The source_db
package allows you to specify the source database that dbt should read from. This enables reading from one database and writing to another.
Install the package:
In your packages.yml
file, add the package:
packages:
- package: BfdCampos/source_db
Then update the dependancies in your project with
dbt deps
Set the SRC_DB
environment variable to the source database you want dbt to read from:
export SRC_DB=dev_db
Then run dbt as usual. The ref()
and source()
macros will read from SRC_DB
instead of the default target database.
Or you can set the variable within the same command.
For example:
SRC_DB=dev_db dbt run
This will read all sources and refs from dev_db
, but write to the database in your profile/target.
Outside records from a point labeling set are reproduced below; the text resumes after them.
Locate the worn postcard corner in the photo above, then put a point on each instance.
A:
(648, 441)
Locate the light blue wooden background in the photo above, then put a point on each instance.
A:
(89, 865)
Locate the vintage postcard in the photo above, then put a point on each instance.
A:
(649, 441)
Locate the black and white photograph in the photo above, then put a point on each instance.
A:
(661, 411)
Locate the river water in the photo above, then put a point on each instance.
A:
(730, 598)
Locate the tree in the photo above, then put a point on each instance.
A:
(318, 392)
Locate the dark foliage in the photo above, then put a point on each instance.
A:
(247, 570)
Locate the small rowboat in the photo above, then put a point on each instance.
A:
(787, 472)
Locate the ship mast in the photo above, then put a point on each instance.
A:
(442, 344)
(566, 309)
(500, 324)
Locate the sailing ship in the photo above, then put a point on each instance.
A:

You have a sandbox and production database. You want to test a new model my_model
in sandbox, but reading data from production.
Run the model:
SRC_DB=prod_db dbt run --models my_model
This will read from prod_db
but write my_model
to sandbox.
-
ref(model_name)
: Readsmodel_name
fromSRC_DB
instead of target database. -
source(source_name, table_name)
: Readstable_name
fromSRC_DB
instead of target database.
The source_db package allows for dynamic database routing based on environment variables. Specifically, it lets you read from one database while writing to another. This feature is useful when you need to test new models in a non-production environment while sourcing data from a production database. It does not require any previous dbt artifacts, making it ideal if you don't have access to production-level artifacts.
dbt's --defer
feature is designed to save computational resources in CI/CD pipelines. It uses previously-built models if they exist, allowing you to switch between databases or schemas based on these models' availability. This feature requires a prior manifest to be provided through the --state
flag or an environment variable.
- Scenario 1: You have a production database (
prod_db
) and a sandbox database (sandbox
). You want to build a new model (my_model
) in thesandbox
while using data fromprod_db
.
SRC_DB=prod_db dbt run --models my_model
- Scenario 2: You are testing new dbt features locally, and you want to source data from a development database (
dev_db
) without affecting your production database.
SRC_DB=dev_db dbt run
- Scenario 1: You are running a CI/CD pipeline and want to skip rebuilding models that haven't changed. Provide a manifest from a previous run.
dbt run --defer --state ./path/to/previous/manifest
- Scenario 2: You are developing locally and want to use pre-existing production models to avoid costly rebuilds. Again, you would provide a manifest from a previous production run.
dbt run --defer --state ./path/to/production/manifest
In summary, source_db
provides flexible database routing through environment variables, while --defer
is tailored for computational efficiency and requires prior state information.